The funeral took place the next morning; the untimely death had grieved many hearts and had drawn a crowd to the deceased's house. Given the breezy weather outside, I decided to go for a walk to escape the gathering.

It had rained the previous night heavily, and my foot accidentally slipped into a tiny ditch, splashing my whole outfit in turn. And now, I needed to change, so I went back. I returned to our room and started looking through my bag for a change of clothes, only to find something that definitely wasn't there before. It was an envelope, but as I held it in my hands, I realised that there was something inside. I tore open the envelope to find a key lime green bow. My bow, I knew, was from one of my favourite dresses, which I absolutely adored when I was little. Looking back, the dress was more tacky than cute, but it had only one bow, and only I knew where I hid it. In the corner of a park here, in this town, back when I was seven. An unusual and stupid act done in innocence, but I knew very well that this was the same bow. I had done it because I had heard that if you bury something precious to you, the thing you wish for most, comes true. Superstitious bullshit, I know, but it felt pretty convincing at the time.
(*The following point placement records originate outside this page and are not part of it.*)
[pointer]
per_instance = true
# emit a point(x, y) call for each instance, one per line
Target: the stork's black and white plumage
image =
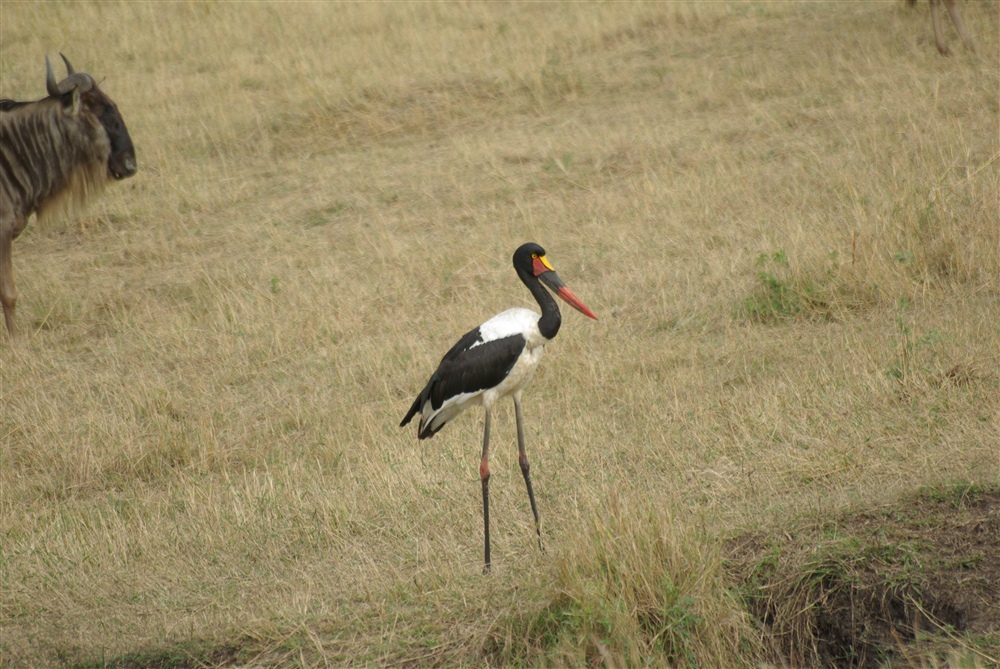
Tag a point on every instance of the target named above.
point(495, 360)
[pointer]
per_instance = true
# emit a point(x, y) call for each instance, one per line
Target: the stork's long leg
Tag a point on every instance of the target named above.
point(522, 458)
point(484, 476)
point(957, 19)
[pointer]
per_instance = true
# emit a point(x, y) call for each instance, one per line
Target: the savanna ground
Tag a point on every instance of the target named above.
point(779, 444)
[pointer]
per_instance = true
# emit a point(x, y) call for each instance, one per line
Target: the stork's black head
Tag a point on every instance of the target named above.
point(530, 262)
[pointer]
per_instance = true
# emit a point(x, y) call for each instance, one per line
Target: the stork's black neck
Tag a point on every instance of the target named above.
point(551, 319)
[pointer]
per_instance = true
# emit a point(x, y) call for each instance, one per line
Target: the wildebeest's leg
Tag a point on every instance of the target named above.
point(942, 47)
point(957, 19)
point(8, 293)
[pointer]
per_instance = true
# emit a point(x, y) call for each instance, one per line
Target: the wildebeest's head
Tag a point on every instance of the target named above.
point(78, 92)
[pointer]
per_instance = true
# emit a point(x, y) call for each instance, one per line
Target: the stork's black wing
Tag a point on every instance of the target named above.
point(469, 367)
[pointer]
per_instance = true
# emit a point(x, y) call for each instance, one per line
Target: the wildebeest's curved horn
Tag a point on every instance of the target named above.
point(50, 79)
point(69, 68)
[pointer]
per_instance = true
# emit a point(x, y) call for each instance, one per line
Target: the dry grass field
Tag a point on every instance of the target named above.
point(785, 216)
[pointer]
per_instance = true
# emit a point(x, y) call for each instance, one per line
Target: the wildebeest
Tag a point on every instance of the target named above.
point(55, 154)
point(955, 17)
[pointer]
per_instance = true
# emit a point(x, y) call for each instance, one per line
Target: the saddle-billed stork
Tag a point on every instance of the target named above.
point(495, 360)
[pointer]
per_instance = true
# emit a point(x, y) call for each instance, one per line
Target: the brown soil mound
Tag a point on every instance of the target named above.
point(908, 585)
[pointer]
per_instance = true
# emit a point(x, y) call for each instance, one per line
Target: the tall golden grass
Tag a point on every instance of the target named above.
point(784, 214)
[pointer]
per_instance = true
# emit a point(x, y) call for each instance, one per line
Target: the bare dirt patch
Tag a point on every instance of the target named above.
point(914, 582)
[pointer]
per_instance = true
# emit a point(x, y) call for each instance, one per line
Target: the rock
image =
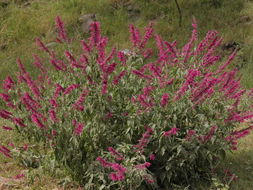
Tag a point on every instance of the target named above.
point(85, 21)
point(244, 19)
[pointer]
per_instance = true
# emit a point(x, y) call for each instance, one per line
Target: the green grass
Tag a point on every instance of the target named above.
point(19, 26)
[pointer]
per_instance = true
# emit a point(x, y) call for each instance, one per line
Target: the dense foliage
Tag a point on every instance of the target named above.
point(144, 118)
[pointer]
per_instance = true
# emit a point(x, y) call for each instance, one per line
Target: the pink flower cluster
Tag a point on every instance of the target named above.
point(171, 132)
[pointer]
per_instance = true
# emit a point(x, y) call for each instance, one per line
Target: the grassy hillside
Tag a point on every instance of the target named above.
point(21, 21)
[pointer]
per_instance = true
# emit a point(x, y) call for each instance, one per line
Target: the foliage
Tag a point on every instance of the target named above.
point(130, 119)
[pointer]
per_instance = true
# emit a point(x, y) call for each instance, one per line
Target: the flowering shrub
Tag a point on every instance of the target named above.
point(130, 119)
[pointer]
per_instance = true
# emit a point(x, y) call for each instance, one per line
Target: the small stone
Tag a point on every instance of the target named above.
point(85, 21)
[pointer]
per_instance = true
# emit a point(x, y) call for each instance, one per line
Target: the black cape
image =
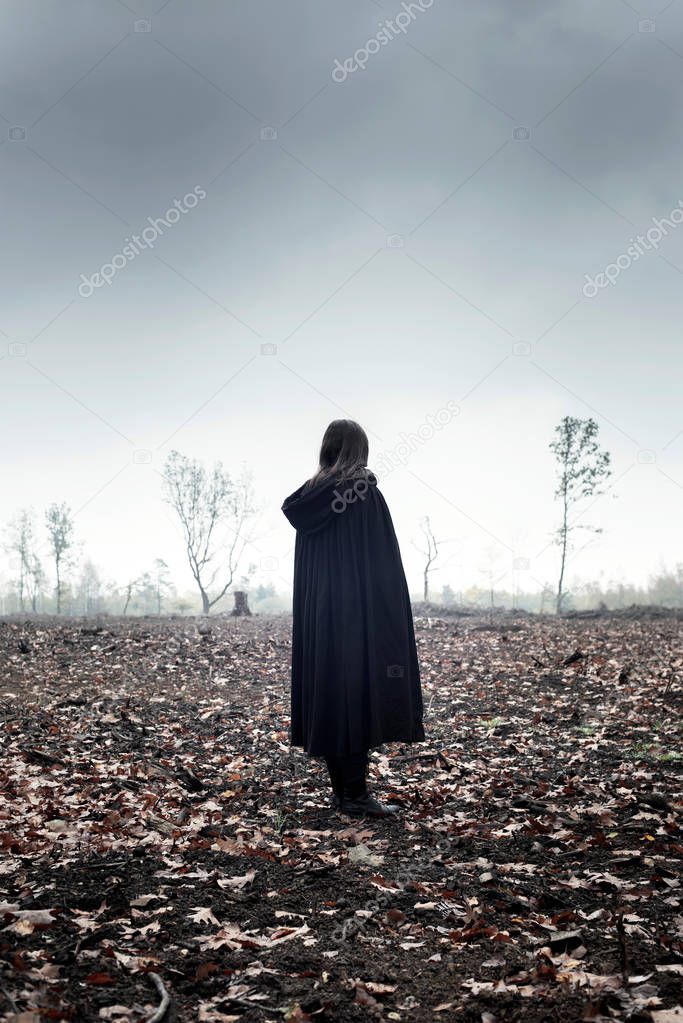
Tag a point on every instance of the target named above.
point(355, 675)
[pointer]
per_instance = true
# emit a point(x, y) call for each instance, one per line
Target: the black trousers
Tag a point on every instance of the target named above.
point(348, 774)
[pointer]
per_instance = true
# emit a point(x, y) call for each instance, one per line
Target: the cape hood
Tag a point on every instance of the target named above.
point(313, 508)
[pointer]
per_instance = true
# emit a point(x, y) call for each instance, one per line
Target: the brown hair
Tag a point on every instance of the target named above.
point(344, 452)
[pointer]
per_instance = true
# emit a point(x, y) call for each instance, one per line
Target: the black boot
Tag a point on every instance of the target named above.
point(356, 800)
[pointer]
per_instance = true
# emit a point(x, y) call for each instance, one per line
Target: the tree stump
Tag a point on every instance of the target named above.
point(241, 603)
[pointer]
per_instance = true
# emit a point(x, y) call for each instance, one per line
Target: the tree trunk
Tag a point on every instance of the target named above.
point(558, 606)
point(56, 566)
point(241, 604)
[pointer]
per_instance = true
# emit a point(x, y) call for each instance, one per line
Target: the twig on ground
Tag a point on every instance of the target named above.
point(166, 998)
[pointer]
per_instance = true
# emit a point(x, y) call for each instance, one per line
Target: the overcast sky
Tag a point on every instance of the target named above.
point(398, 236)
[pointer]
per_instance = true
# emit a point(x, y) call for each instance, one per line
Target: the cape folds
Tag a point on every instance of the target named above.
point(355, 675)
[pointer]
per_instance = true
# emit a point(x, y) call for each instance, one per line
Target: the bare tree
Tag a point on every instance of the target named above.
point(215, 512)
point(60, 537)
point(429, 550)
point(582, 470)
point(130, 588)
point(90, 588)
point(162, 582)
point(21, 543)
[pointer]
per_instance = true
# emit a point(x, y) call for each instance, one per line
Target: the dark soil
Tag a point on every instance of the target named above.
point(160, 835)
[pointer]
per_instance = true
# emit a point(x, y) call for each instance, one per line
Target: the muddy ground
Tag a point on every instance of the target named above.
point(166, 854)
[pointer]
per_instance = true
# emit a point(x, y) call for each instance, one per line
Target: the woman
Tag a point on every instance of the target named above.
point(355, 676)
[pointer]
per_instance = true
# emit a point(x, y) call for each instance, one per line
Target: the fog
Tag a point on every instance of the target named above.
point(353, 210)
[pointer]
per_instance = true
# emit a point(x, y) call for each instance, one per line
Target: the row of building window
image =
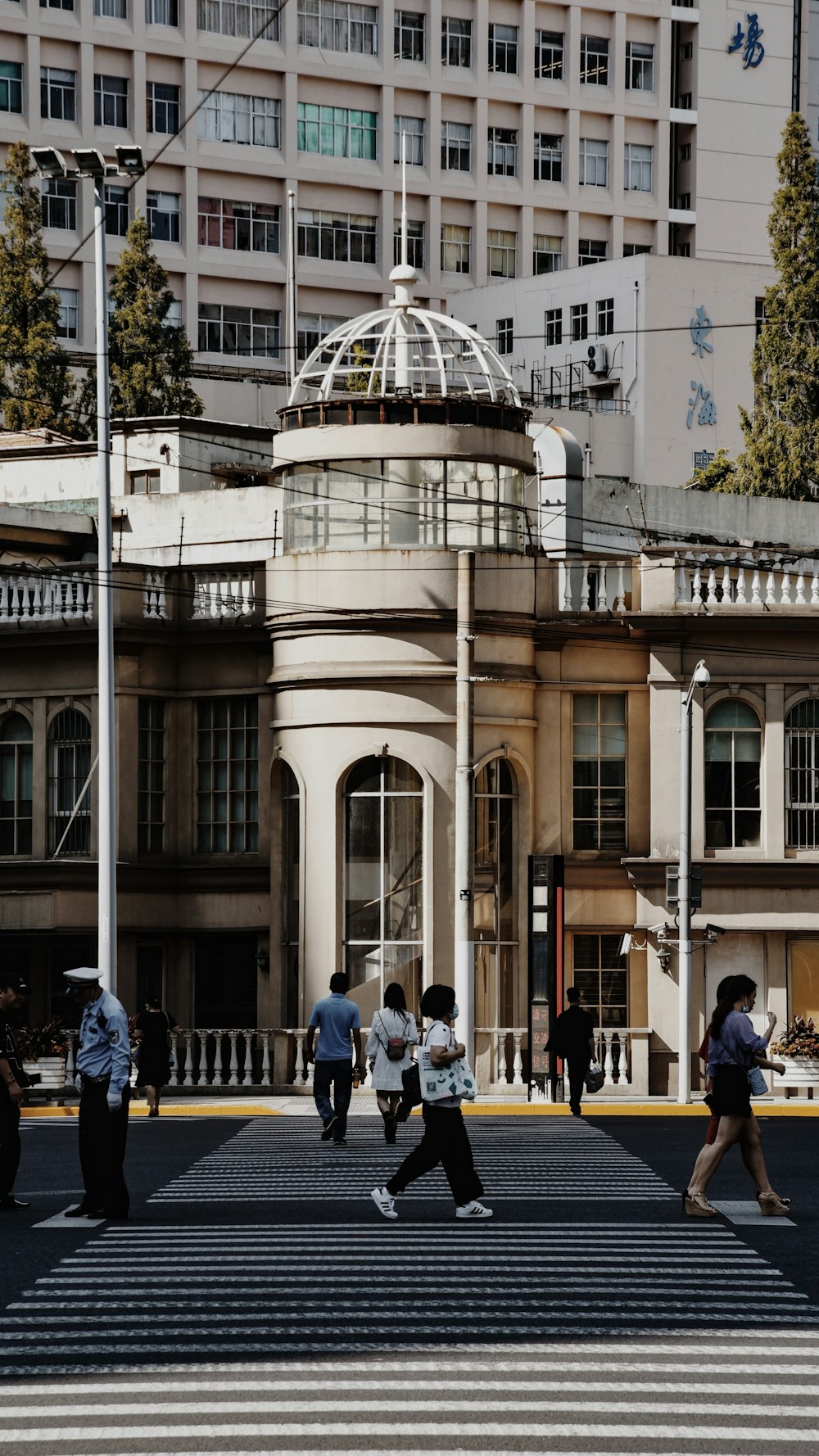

I felt stalked and hurt. Someone obviously dug the bow out, and then started writing letters to me, or someone wrote those letters and then found out about the bow- highly unlikely but possible. I don't know which happened first, but I knew what I had to do next. It has to be someone from here, maybe an old friend, because I don't believe that 7-year-old me had a nemesis. I changed quickly and went out again to find the park where I used to play when I was young. I lost my way thrice but found it in an hour. I looked around, and there were no children, and it was mostly grass now. I went inside anyway, towards the corner which had felt pretty sacred to my younger self. The thunderbolts grew louder, and it was probably going to rain soon, too. So, after staring at the corner, which was now just full of grass and didn't look freshly dug at all, I felt I should return before the rain started. Before I could turn, somebody came up beside me. Not somebody, it was her.

In theory, I have known her for the longest time, but did I know her at all? A bully most times, best friend occasionally. We used to be friends, great ones, until she turned on me after finding new friends who just weren’t as weird as me, which meant I obviously had to be stopped from playing with everyone and ousted from the common group. That’s all I remembered; my brain flushed down the rest, I guess.

The eye contact felt awkward and unsure, but a second later, I was in her arms, and she was crying. She sobbed and explained, but even before she physically voiced it out, I knew. She had waited for me to return for years, so that maybe one day she could get her best friend back, and had held on to my bow to remember me by, which she had seen me bury in the ground from a distance. She had kept coming up to my empty house every summer, in hopes of my returning for summer vacation, just so she could apologise and tell me how she had realised that I was worth much more than those pretentious bonds. I wasn’t going to hold it against her after ten years anyway, but the apology meant a lot. It made me remember, remember what I'd lost and had moved on from a little too fast. I was grateful beyond words and said a silent prayer as we sat on those swings once again. Still the same, just not tiny anymore and a little wiser. You can call me naive, but I know what I wished for when I buried my bow, and I know that it worked because I have it now and am never going to let go of it again.